![Figure 2: Analysis of empty LNPs spiked with mRNA at two different pH conditions: pH 4 and pH 7.5 [1].](/assets/file_store/pr_files/66042/thumbnails/images/768w-432h-t-fit-251015_ebulletin_LNPs_Fig2.jpg)
![Figure 3: Comparison of two samples where the EE outcomes align (blue) and where both methods diverge significantly (orange) [1].](/assets/file_store/pr_files/66042/thumbnails/images/768w-432h-t-fit-251015_ebulletin_LNPs_Fig3.jpg)
Liquid chromatography
To enhance intracellular delivery and preserve mRNA integrity against RNase-mediated degradation, therapeutic mRNA can be encapsulated in lipid nanoparticles (LNPs). These LNPs transport the payload directly into the cytoplasm, enabling efficient translation. The encapsulation efficiency (EE) defines the proportion of mRNA that will eventually be delivered into the cells and is therefore directly linked to the therapeutic potential of the drug product. Current workflows often rely on spectrofluorimetric detection using fluorescent dyes such as RiboGreen (Thermo Fisher Scientific), which bind to mRNA. However, this method has several drawbacks such as it is prone to matrix effects, the binding of the dye to mRNA is highly sensitive to environmental factors or the structure of the LNP can be affected by dilution.
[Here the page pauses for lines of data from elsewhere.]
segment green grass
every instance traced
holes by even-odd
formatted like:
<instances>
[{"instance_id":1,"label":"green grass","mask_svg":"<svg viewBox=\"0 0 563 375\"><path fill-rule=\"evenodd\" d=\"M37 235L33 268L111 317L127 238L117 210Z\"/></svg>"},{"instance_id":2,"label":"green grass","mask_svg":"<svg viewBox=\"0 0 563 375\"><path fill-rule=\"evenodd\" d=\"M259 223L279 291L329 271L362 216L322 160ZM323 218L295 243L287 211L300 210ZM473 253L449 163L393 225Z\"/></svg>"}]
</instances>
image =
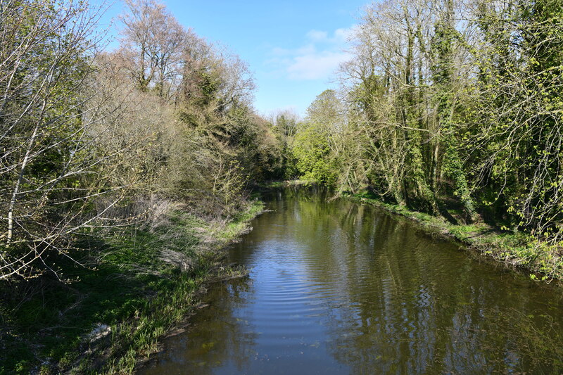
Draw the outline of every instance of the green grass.
<instances>
[{"instance_id":1,"label":"green grass","mask_svg":"<svg viewBox=\"0 0 563 375\"><path fill-rule=\"evenodd\" d=\"M243 274L224 267L220 249L262 210L255 201L228 222L175 212L153 230L84 240L71 255L88 267L61 265L74 282L45 275L2 286L0 374L132 372L194 311L205 283ZM108 333L89 339L100 324Z\"/></svg>"},{"instance_id":2,"label":"green grass","mask_svg":"<svg viewBox=\"0 0 563 375\"><path fill-rule=\"evenodd\" d=\"M527 272L532 279L547 281L563 279L561 244L549 244L527 233L502 231L482 222L471 224L452 224L441 217L383 202L368 192L347 197L412 219L427 231L455 239L483 255ZM456 214L453 210L450 213Z\"/></svg>"}]
</instances>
As LNPs exhibit neutral charge, anion exchange chromatography (AEX) offers a targeted strategy to separate free mRNA from unretained drug product.
This Technical Note based on the publication and data of the University of Geneva and Sanofi’s mRNA Center of Excellence in France demonstrates that the AEX method using a bioinert coated YMC Accura BioPro IEX QF column provides a refined and more robust alternative to commonly applied analytical workflows [1].
In some drug product (DP) samples a second pre-mRNA peak was observed which absorbed across all UV-wavelengths. The absorbance ratio of 260/230 nm confirms the assumption of an mRNA–LNP within the analysed sample. This phenomenon does not appear when the empty LNP or the empty together with a DS spike is injected. But it appears when injecting the empty LNP spiked with DS at an acidic pH (Figure 2). The data suggest that mRNA binds to the positively charged surface of the LNP. To improve the separation of the free mRNA and the pre-mRNA peak an isocratic step was implemented. Light-scattering effects currently prevent the quantification of the pre-mRNA peak using standard detection methods. However, structural information about the LNP can still be derived on a qualitative level [1].
The comparison of both analytical approaches reveals consistent results in many cases, while the RiboGreen method occasionally reports a notably lower EE. Figure 3 displays the chromatograms of two selected samples where the outcomes align (blue) and where both methods diverge significantly (orange). The blue sample produces a peak exclusively for free mRNA, while the orange sample additionally reveals a pre-mRNA signal. The data suggest that the RiboGreen dye binds to surface-associated mRNA, which falsely contributes to the free mRNA signal and results in a reduced EE.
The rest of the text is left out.